Just as pots are not an ‘extra’ category over and above the category of clay, the devotees in
the various theistic streams of ‘Hinduism’ are not an ‘additional’ category over and above
Brahman. Whatever a devotee is, in her truest, deepest, and ultimate essence, she is Advaita
with Brahman. Likewise, you – whoever you may be – are Advaita with Brahman. Therefore,
when you ‘objectify’ Brahman as that which is ‘out there’ and you ‘objectify’ yourself as this
which is ‘in here’, this separation is due to ignorance. More precisely, what you essentially
are is not the combination of physical appearances, characteristic traits, and sociological
markers that gives you a passport and a driving license (and much else besides); you are
essentially the spiritual Self (Atman), and this Self is Advaita with Brahman. (Yes, I know, it
doesn’t feel so; as I indicated earlier, Samkara would say that this is because of maya.)

Finally, I will end with a question:

Right now, I am reading this essay, sitting in this room, on an October morning, in
a medieval English university town. How much of all this is real?

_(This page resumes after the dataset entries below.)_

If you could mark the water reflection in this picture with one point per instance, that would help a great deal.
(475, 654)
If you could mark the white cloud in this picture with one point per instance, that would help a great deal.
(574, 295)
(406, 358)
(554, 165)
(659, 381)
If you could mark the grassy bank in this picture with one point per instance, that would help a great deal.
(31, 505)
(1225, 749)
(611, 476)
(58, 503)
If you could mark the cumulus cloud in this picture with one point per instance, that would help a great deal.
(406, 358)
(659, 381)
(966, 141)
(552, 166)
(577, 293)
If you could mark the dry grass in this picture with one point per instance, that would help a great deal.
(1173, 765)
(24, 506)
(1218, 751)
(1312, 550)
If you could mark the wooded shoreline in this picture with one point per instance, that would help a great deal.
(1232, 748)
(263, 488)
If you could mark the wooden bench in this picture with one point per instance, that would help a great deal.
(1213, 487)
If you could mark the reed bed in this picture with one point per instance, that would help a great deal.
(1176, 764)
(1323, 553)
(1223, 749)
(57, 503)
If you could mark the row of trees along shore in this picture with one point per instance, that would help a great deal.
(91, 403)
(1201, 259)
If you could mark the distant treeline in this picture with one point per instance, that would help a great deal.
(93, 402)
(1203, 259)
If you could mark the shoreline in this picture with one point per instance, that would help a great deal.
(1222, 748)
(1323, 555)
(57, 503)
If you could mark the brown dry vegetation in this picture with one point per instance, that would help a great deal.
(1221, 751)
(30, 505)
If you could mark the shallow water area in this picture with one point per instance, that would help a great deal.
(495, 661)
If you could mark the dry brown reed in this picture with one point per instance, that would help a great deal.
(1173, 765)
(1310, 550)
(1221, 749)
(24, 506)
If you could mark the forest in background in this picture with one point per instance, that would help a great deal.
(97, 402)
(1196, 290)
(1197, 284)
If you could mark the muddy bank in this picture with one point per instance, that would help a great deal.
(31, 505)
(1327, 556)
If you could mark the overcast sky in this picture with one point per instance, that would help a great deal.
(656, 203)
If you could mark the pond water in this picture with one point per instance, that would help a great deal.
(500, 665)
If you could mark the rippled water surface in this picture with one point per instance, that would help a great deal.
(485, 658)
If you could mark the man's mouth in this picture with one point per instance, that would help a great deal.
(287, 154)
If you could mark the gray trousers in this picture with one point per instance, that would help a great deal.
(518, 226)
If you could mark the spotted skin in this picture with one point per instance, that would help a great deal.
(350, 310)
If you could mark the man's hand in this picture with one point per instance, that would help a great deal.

I have already given you the materials to construct an answer: Def 1, Def 2, Advaita,
Samkara’s understanding of causation, and so on. One final analogy and we are done.
If someday you are stranded in the Thar Desert (beyond Jaipur), and you see the mirage of
water hovering above the trees, how real is that illusion? You cannot say that it is as
absolutely unreal as a ‘squared circle’ (if you cannot think of such an entity, that is precisely
because it is, as I said, absolutely unreal), nor can you say that it is absolutely real (because,
remember, only Brahman is absolutely Real according to Def 2). Therefore, you will have to
conclude that the mirage ‘exists’ (Def 1) but is not ‘Real’ (Def 2). You don’t really need to
read Samkara to arrive at such a distinction; after all, we employ it in everyday life when we
say that x is not authentic, or not genuine, or not authoritative. The truly cosmic significance
of Samkara’s claim will dawn upon you when you ‘Real-ise’ that according to him, we
should apply this distinction not only to mirages, hallucinations, and accidental delusions but
to the whole thing: absolutely everything empirical around you, including you yourself and
the essay that you will write for my supervision, ‘exist’ but are not ‘Real’. The universe, that
is, has a precarious existence: only Brahman is absolutely, utterly, and unqualifiedly Real.